|Splinter Cell -- it's about to get subtle up in here.|
Tom Clancy's Splinter Cell is about a dude who is so fucking subtle that he makes the highly-trained, low-profile operatives of Rainbow Six look like drunk cowboys with six-shooters. His name is Sam Fisher, and he is stealthy from the moment he wakes up to the moment he goes to sleep. And we're not sure if he ever sleeps.
Splinter Cell is about an international crisis sparked by a coup in the Russian border state of Georgia, and the new head of state's nefarious plans. Figuring out what this shady figure wants and defusing the plot before something awful happens is going to take an operative who is so subtle that when he makes a joke, you don't laugh at it until days later. So sneaky that he makes the best cat burglar in the world look like a loud trombonist in a shitty high school marching band. So awesome that he's voiced by Michael Ironside.
Sam Fisher is the perfect man for the job, and sneaking a mile in his shoes teaches us many things about life, love and silent takedowns.
1.) Sometimes it's not as simple as good vs. bad.
|Splinter Cell is all about teamwork. PSYCH|
In Splinter Cell, while we can't remember tapping any domestic phone lines in our play-through, we're pretty sure that protagonist Sam Fisher works for the NSA. And as such, you work in concert with the CIA, FBI, ATF, DOJ, OHS, DOD and probably the MLB when possible (Sam Fisher's morale goes way up when he can get the playoffs wired directly into his ear while snapping necks in Eastern Europe). In this age of complex intelligence agencies, it's all about sharing resources and information, right?
On the contrary, Splinter Cell emphasizes that interdepartmental cooperation doesn't always occur. Throughout the game the CIA is less than forthcoming with Sam Fisher and his boss Lambert, and so the NSA is sometimes left to put together crucial pieces of intelligence themselves. At one point, Fisher barely escapes an oil rig when NATO bombs the place. They're all on the same side, but damned if they'll actually talk to each other.

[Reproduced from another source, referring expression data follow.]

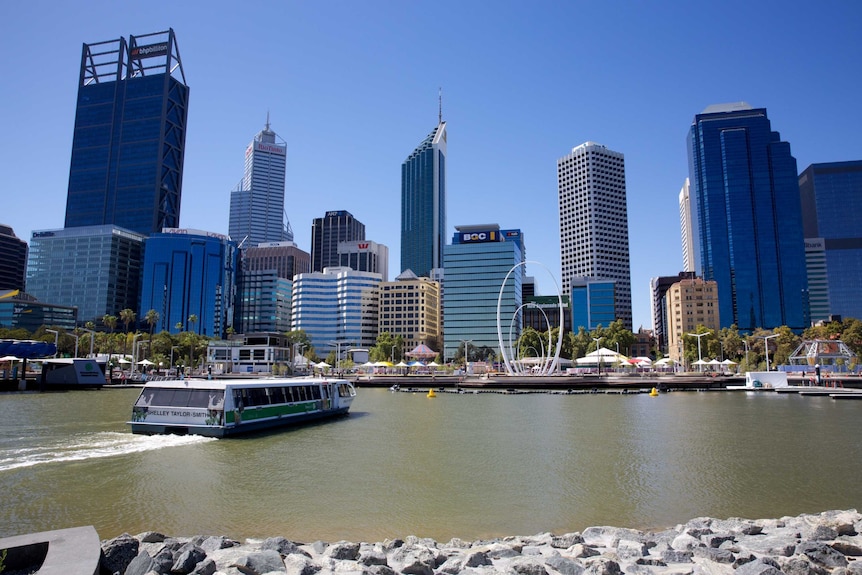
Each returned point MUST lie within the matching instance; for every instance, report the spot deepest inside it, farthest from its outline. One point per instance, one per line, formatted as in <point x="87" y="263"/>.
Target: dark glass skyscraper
<point x="130" y="131"/>
<point x="832" y="212"/>
<point x="748" y="218"/>
<point x="327" y="232"/>
<point x="423" y="204"/>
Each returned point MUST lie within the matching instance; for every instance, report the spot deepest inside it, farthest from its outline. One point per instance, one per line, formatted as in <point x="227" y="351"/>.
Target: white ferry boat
<point x="225" y="407"/>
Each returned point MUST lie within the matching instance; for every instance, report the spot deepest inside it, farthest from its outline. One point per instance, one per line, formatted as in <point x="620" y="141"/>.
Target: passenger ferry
<point x="219" y="408"/>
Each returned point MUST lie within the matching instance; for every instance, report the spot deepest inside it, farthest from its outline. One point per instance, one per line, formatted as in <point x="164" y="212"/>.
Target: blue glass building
<point x="423" y="204"/>
<point x="593" y="303"/>
<point x="748" y="218"/>
<point x="186" y="273"/>
<point x="476" y="264"/>
<point x="130" y="131"/>
<point x="831" y="214"/>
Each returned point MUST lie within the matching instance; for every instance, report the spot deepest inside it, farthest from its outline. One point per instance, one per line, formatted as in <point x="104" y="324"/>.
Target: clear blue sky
<point x="352" y="87"/>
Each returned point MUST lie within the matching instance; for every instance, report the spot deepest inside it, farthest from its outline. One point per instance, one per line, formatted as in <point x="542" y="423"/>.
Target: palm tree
<point x="152" y="318"/>
<point x="110" y="321"/>
<point x="127" y="316"/>
<point x="193" y="319"/>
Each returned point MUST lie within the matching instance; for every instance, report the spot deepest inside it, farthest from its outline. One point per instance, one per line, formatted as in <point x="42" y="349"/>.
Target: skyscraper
<point x="130" y="132"/>
<point x="831" y="215"/>
<point x="327" y="232"/>
<point x="477" y="262"/>
<point x="745" y="197"/>
<point x="96" y="268"/>
<point x="594" y="229"/>
<point x="423" y="204"/>
<point x="13" y="260"/>
<point x="257" y="205"/>
<point x="189" y="273"/>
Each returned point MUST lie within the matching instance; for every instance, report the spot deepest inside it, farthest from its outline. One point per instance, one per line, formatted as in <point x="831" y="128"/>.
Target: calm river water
<point x="469" y="466"/>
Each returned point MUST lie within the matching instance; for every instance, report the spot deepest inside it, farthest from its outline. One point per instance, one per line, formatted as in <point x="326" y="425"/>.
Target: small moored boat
<point x="219" y="408"/>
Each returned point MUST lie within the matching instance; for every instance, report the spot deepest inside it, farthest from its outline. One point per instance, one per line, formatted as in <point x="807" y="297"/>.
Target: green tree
<point x="127" y="316"/>
<point x="152" y="318"/>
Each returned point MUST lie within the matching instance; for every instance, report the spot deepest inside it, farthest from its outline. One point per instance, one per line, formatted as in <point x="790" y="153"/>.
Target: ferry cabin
<point x="220" y="408"/>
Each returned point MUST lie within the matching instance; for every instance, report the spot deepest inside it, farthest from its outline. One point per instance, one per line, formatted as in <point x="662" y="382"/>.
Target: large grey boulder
<point x="118" y="553"/>
<point x="205" y="567"/>
<point x="565" y="565"/>
<point x="187" y="558"/>
<point x="343" y="550"/>
<point x="267" y="561"/>
<point x="140" y="565"/>
<point x="759" y="567"/>
<point x="821" y="554"/>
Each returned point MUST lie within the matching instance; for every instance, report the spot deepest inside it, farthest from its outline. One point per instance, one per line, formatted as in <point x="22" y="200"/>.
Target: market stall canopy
<point x="421" y="351"/>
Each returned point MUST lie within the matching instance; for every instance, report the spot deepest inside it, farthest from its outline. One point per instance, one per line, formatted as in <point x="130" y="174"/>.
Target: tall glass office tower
<point x="832" y="209"/>
<point x="594" y="225"/>
<point x="130" y="132"/>
<point x="327" y="232"/>
<point x="745" y="197"/>
<point x="423" y="204"/>
<point x="189" y="273"/>
<point x="257" y="205"/>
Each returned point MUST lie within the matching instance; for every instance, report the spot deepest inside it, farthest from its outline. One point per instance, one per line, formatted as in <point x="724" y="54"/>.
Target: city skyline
<point x="518" y="88"/>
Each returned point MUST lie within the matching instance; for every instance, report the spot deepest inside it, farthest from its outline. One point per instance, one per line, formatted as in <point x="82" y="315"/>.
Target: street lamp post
<point x="92" y="337"/>
<point x="466" y="343"/>
<point x="597" y="340"/>
<point x="766" y="339"/>
<point x="699" y="356"/>
<point x="56" y="340"/>
<point x="135" y="351"/>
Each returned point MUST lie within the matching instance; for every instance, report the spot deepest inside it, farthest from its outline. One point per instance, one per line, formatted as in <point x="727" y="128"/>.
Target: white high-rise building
<point x="337" y="307"/>
<point x="594" y="231"/>
<point x="257" y="204"/>
<point x="687" y="225"/>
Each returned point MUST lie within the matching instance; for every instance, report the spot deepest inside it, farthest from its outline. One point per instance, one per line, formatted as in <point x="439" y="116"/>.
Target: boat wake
<point x="92" y="446"/>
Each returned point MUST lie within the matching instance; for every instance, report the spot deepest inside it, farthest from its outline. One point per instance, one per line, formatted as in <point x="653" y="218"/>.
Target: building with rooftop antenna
<point x="423" y="203"/>
<point x="130" y="132"/>
<point x="257" y="204"/>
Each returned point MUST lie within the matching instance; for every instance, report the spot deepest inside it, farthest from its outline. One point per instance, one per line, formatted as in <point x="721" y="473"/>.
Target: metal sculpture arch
<point x="551" y="364"/>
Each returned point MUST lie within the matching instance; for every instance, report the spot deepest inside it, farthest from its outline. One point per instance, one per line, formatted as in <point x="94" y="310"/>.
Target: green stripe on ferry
<point x="265" y="412"/>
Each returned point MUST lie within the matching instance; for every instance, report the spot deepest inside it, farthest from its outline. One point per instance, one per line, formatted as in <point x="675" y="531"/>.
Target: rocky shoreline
<point x="816" y="544"/>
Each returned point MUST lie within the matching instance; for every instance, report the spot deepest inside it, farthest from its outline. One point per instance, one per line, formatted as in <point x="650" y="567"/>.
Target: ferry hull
<point x="141" y="428"/>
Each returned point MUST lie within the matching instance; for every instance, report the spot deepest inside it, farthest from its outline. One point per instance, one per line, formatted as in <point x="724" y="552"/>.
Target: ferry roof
<point x="224" y="383"/>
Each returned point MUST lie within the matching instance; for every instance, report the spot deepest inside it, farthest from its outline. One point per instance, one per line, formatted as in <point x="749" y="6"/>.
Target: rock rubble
<point x="819" y="544"/>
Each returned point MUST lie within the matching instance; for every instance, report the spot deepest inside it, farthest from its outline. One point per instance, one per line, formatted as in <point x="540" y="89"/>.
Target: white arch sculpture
<point x="549" y="367"/>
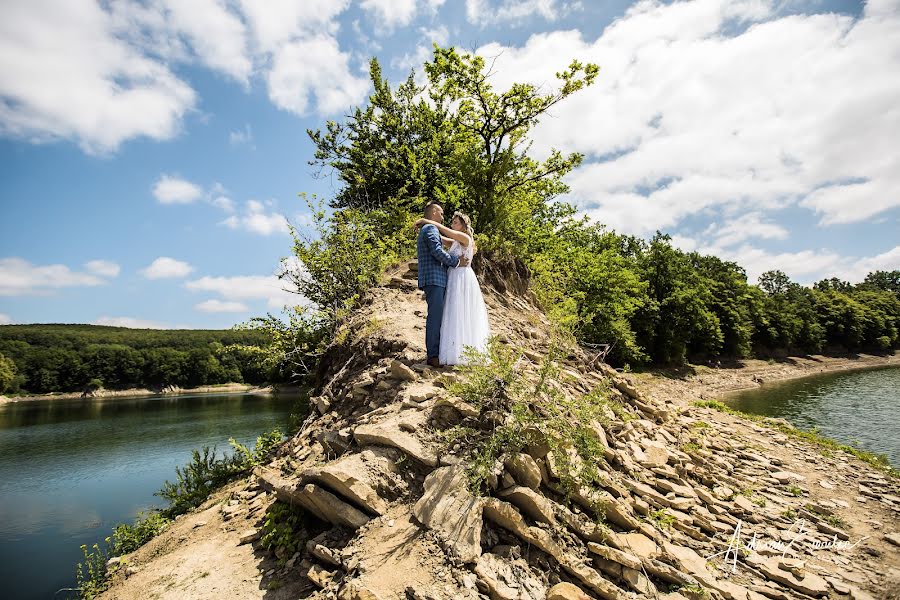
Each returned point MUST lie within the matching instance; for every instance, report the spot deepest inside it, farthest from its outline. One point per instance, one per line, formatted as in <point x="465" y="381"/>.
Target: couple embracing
<point x="457" y="317"/>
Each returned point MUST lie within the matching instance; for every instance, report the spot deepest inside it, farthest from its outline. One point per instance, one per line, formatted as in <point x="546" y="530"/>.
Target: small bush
<point x="517" y="414"/>
<point x="280" y="528"/>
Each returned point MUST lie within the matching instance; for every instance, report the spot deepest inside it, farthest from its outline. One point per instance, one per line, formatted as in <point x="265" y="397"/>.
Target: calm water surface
<point x="70" y="470"/>
<point x="860" y="408"/>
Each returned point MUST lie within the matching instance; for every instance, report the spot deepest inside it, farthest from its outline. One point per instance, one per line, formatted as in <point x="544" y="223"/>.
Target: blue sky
<point x="150" y="151"/>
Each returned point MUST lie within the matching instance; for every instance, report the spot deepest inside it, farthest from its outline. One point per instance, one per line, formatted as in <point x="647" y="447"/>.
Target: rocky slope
<point x="390" y="515"/>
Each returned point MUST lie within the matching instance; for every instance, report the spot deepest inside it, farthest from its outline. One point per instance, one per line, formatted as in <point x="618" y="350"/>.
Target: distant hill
<point x="60" y="357"/>
<point x="76" y="336"/>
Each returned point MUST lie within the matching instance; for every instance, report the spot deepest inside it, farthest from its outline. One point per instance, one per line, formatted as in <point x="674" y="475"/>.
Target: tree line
<point x="60" y="357"/>
<point x="456" y="139"/>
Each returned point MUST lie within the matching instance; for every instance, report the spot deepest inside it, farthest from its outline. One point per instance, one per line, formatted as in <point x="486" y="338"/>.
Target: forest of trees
<point x="58" y="357"/>
<point x="459" y="141"/>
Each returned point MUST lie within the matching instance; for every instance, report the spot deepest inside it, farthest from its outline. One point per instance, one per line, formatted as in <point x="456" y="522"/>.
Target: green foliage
<point x="457" y="140"/>
<point x="345" y="258"/>
<point x="55" y="358"/>
<point x="662" y="519"/>
<point x="530" y="413"/>
<point x="91" y="576"/>
<point x="8" y="372"/>
<point x="281" y="526"/>
<point x="128" y="538"/>
<point x="206" y="472"/>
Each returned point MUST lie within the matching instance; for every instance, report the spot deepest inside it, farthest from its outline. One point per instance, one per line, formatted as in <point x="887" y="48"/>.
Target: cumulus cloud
<point x="241" y="136"/>
<point x="255" y="219"/>
<point x="390" y="13"/>
<point x="66" y="74"/>
<point x="708" y="107"/>
<point x="103" y="268"/>
<point x="216" y="306"/>
<point x="314" y="70"/>
<point x="98" y="73"/>
<point x="248" y="287"/>
<point x="216" y="34"/>
<point x="306" y="70"/>
<point x="165" y="267"/>
<point x="170" y="189"/>
<point x="18" y="277"/>
<point x="484" y="12"/>
<point x="749" y="225"/>
<point x="439" y="35"/>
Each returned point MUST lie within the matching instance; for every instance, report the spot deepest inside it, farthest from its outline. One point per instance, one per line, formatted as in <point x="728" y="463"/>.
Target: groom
<point x="433" y="264"/>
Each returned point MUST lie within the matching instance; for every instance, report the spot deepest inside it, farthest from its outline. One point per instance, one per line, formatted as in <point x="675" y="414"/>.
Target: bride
<point x="465" y="321"/>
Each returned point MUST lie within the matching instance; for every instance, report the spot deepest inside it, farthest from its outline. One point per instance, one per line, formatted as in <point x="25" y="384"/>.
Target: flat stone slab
<point x="388" y="433"/>
<point x="355" y="477"/>
<point x="449" y="508"/>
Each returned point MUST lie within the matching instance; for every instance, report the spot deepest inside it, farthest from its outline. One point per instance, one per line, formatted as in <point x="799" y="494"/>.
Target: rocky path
<point x="692" y="503"/>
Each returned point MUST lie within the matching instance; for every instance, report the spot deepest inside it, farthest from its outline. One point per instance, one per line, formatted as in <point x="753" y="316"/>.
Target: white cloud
<point x="483" y="12"/>
<point x="103" y="268"/>
<point x="314" y="67"/>
<point x="167" y="268"/>
<point x="65" y="74"/>
<point x="439" y="35"/>
<point x="221" y="306"/>
<point x="241" y="136"/>
<point x="249" y="287"/>
<point x="170" y="189"/>
<point x="807" y="266"/>
<point x="275" y="22"/>
<point x="744" y="227"/>
<point x="98" y="73"/>
<point x="18" y="277"/>
<point x="215" y="33"/>
<point x="707" y="106"/>
<point x="255" y="219"/>
<point x="131" y="322"/>
<point x="390" y="13"/>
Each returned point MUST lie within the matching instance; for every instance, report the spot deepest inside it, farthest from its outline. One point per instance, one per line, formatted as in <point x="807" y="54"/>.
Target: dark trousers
<point x="434" y="297"/>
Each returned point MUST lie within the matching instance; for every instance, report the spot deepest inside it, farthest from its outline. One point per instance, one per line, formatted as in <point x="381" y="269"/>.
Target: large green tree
<point x="7" y="373"/>
<point x="455" y="139"/>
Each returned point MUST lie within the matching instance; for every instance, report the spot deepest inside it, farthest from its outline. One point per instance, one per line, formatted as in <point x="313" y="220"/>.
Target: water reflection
<point x="71" y="469"/>
<point x="857" y="408"/>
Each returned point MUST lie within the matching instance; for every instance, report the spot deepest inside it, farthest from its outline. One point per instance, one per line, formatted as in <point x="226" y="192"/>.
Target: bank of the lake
<point x="71" y="469"/>
<point x="223" y="388"/>
<point x="700" y="382"/>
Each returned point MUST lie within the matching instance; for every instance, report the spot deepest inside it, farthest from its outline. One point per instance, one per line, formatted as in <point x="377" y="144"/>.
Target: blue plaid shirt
<point x="433" y="259"/>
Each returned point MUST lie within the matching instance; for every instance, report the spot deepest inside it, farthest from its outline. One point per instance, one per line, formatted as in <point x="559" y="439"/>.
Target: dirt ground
<point x="711" y="382"/>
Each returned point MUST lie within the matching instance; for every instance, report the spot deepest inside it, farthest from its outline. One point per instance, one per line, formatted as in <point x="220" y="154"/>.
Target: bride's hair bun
<point x="466" y="221"/>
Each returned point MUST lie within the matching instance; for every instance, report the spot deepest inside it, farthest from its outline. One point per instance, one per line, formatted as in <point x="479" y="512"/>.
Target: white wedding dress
<point x="465" y="321"/>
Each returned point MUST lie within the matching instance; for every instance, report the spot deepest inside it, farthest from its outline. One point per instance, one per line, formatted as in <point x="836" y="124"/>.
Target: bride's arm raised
<point x="459" y="236"/>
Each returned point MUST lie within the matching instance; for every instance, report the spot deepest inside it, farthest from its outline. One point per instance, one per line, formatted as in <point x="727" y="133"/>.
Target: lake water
<point x="70" y="470"/>
<point x="859" y="408"/>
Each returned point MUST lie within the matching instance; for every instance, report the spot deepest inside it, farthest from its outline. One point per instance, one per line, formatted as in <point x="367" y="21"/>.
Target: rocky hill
<point x="388" y="511"/>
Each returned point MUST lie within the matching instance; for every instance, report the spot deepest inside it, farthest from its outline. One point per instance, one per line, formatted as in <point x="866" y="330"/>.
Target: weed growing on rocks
<point x="532" y="414"/>
<point x="825" y="445"/>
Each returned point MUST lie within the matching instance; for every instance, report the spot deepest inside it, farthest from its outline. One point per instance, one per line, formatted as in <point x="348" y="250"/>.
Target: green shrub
<point x="531" y="413"/>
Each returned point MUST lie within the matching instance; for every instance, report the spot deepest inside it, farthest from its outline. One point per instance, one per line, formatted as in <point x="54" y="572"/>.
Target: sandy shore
<point x="228" y="388"/>
<point x="696" y="382"/>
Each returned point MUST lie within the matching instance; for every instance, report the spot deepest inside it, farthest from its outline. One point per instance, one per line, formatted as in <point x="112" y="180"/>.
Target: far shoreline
<point x="701" y="382"/>
<point x="228" y="388"/>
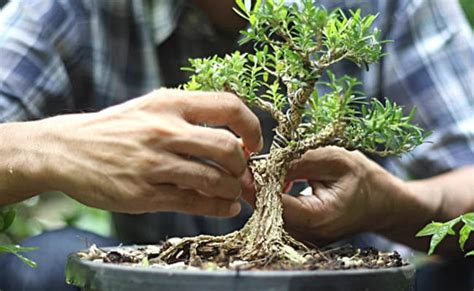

2.) Even dedicated bad guys are people too.
|Hey! I was talking about ordering a pizza with Nikolai!|
One of the perks of being essentially a ghost is that you can listen in on private conversations. Sam Fisher overhears the conversations of many terrorists throughout his missions, and it actually humanizes them a little bit.
For instance, several Georgian guards who will try to kill you on sight and are standing in the way of your objective can be heard chatting about the mess their guard dogs are making:
"Why don't you clean up after your dog?"
"Get that spotlight out of my eyes, you filthy sniper."
This little interaction about a guard dog taking a dump makes us realize that these guys are people too, with their own petty squabbles and pet peeves. It makes us feel moderately bad about having to crack their skulls open.
3.) Becoming a master of your profession allows you access to certain tricks of the trade.
|All those years of ballet training pay off every day for Sam Fisher.|
Sam Fisher's moves are impressive. He's got the pretty standard stuff like somersaults and ladder-slides, but he's also got less conventional attacks like his patented choke-hold-plus-palm-in-your-face move.
The best, though, is when you maneuver Fisher into place directly above a guard and he, with a takedown that should be messy and inefficient, manages to actually silently neutralize the enemy with what is pretty much a glorified Mario move. You just jumped on their head. But somehow, it works. Must be all that NSA training at work.
4.) Courage doesn't always win glory.
|Sam Fisher knows that the president is full of shit.|
At the end of Splinter Cell, after Fisher has assassinated a score of enemies of state and zip-lined down a multitude of dark alleyways, he finally gets a chance to sit back and watch the President of the United States give a speech honoring the efforts of those like him. The president promises that the actions of those who risked their lives for the safety of the US would never be forgotten.
And Fisher laughs, something, according to his daughter, that he hasn't done since the Reagan administration (ah, those happy, carefree days! Sam Fisher longs for Morning in America again, apparently).
It's because Fisher knows that he won't be remembered. He has no glory to lay claim to. No one will ever know his name. Sometimes that's the way history works.
5.) Unlikely people can become fashion icons.
|I AM BECOME THREE EYES, DESTROYER OF LAMENESS|
After playing Splinter Cell, we all wondered how we could get the three-eyed headgear. Hell, if I could find it I'd wear it to my office job every day. It's too cool not to.